History

United Kingdom
- Name: E39
- Builder: Armstrong Whitworth
- Launched: 18 May 1916
- Commissioned: October 1916
- Fate: Sold, 13 October 1921

General characteristics
- Class & type: E-class submarine
- Displacement: 662 long tons (673 t) surfaced; 807 long tons (820 t) submerged;
- Length: 181 ft (55 m)
- Beam: 15 ft (4.6 m)
- Propulsion: 2 × 800 hp (597 kW) diesel; 2 × 420 hp (313 kW) electric; 2 screws;
- Speed: 15 knots (28 km/h; 17 mph) surfaced; 10 knots (19 km/h; 12 mph) submerged;
- Range: 3,000 nmi (5,600 km) at 10 kn (19 km/h; 12 mph) surfaced; 65 nmi (120 km) at 5 kn (9.3 km/h; 5.8 mph) surfaced;
- Complement: 31
- Armament: 5 × 18 inch (450 mm) torpedo tubes (2 bow, 2 beam, 1 stern); 1 × 12-pounder gun;

= HMS E39 =

Submarine of the Royal Navy

HMS E39 was a British E-class submarine launched by Palmers Shipbuilding and Iron Company in 1916 and was completed by Armstrong Whitworth. She was launched on 18 May 1916 and was commissioned in October 1916.

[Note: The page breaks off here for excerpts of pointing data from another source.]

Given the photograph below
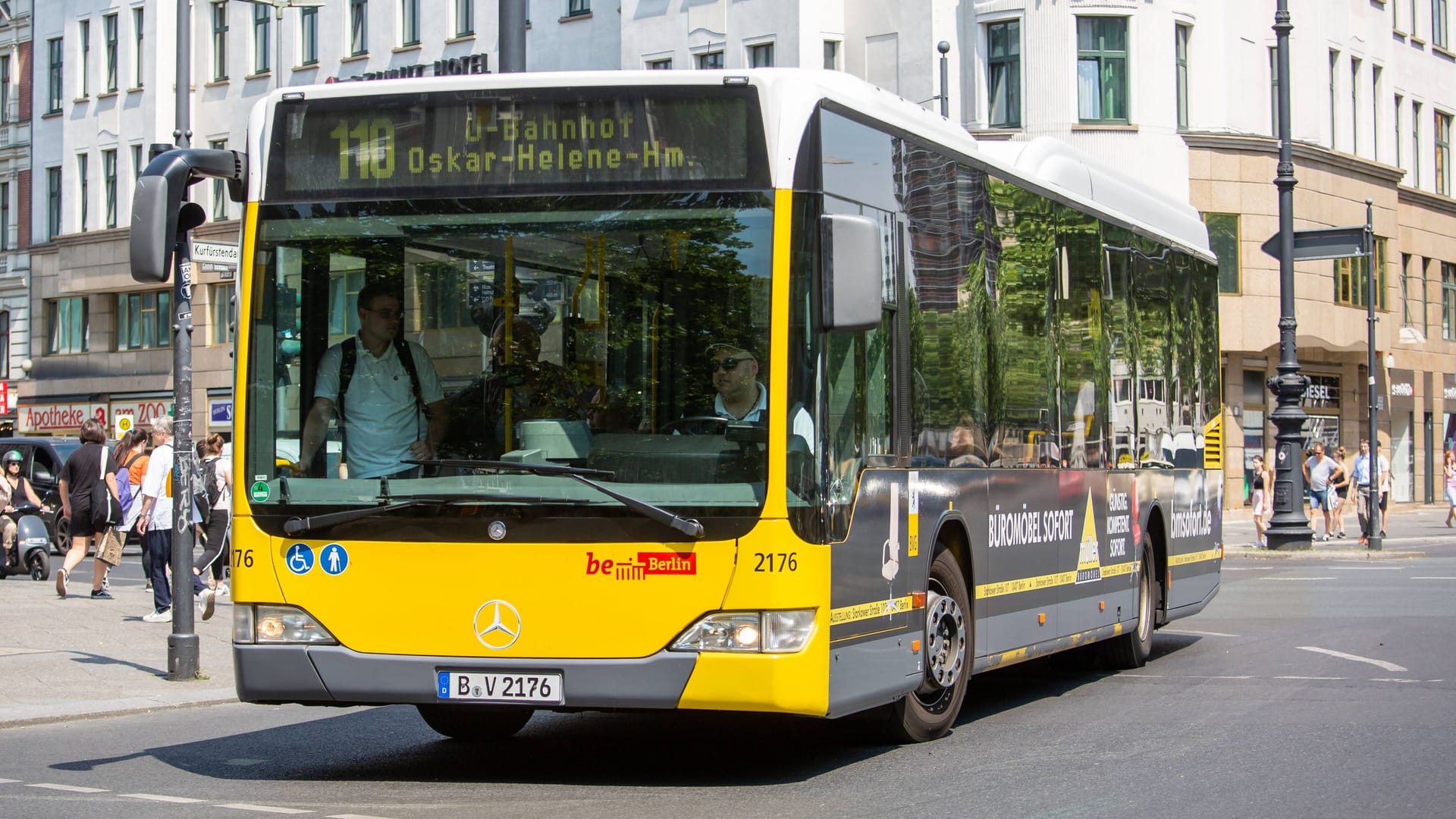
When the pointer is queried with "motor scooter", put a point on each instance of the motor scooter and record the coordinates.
(31, 553)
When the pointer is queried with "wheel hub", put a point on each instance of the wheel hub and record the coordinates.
(944, 642)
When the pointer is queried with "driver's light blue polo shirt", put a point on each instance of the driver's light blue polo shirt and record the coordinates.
(381, 414)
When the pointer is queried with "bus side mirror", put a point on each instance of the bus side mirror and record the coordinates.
(158, 202)
(854, 297)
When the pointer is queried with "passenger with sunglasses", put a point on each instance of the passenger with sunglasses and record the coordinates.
(391, 411)
(742, 397)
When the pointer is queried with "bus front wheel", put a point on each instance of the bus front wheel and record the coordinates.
(1130, 651)
(929, 711)
(475, 723)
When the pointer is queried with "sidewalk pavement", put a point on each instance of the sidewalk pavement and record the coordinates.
(80, 657)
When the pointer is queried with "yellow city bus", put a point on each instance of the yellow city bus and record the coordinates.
(979, 426)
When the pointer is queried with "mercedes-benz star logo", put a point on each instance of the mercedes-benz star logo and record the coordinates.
(497, 624)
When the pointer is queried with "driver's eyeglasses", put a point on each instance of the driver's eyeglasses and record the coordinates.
(726, 365)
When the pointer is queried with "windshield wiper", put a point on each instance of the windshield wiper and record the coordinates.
(300, 525)
(580, 474)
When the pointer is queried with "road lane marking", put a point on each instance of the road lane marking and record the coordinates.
(1356, 657)
(161, 798)
(1199, 632)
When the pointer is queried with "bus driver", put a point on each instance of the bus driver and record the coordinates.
(389, 409)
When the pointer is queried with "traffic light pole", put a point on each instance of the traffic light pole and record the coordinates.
(182, 643)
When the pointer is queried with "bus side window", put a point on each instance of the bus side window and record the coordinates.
(858, 398)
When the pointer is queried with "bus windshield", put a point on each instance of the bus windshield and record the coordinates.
(603, 331)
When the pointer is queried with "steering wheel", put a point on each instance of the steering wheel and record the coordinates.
(696, 426)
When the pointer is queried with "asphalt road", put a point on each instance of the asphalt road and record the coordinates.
(1308, 689)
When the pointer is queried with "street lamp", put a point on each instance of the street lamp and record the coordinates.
(278, 6)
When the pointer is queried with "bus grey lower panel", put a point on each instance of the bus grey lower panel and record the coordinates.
(274, 673)
(870, 673)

HMS E39 was sold on 13 October 1921, and in December 1922 she foundered in Watwick Bay at the entrance to Milford Haven, Pembrokeshire, while on tow to the shipbreakers.

==Design==
Like all post-E8 British E-class submarines, E39 had a displacement of 662 LT at the surface and 807 LT while submerged. She had a total length of 180 ft and a beam of 22 ft 8.5 in. She was powered by two 800 hp Vickers eight-cylinder two-stroke diesel engines and two 420 hp electric motors. The submarine had a maximum surface speed of 16 kn and a submerged speed of 10 kn. British E-class submarines had fuel capacities of 50 LT of diesel and ranges of 3255 mi when travelling at 10 kn. E39 was capable of operating submerged for five hours when travelling at 5 kn.

E39 was armed with a 12-pounder 76 mm QF gun mounted forward of the conning tower. She had five 18 inch (450 mm) torpedo tubes, two in the bow, one either side amidships, and one in the stern; a total of 10 torpedoes were carried.

E-Class submarines had wireless systems with 1 kW power ratings; in some submarines, these were later upgraded to 3 kW systems by removing a midship torpedo tube. Their maximum design depth was 100 ft although in service some reached depths of below 200 ft. Some submarines contained Fessenden oscillator systems.

==Crew==
Her complement was three officers and 28 men.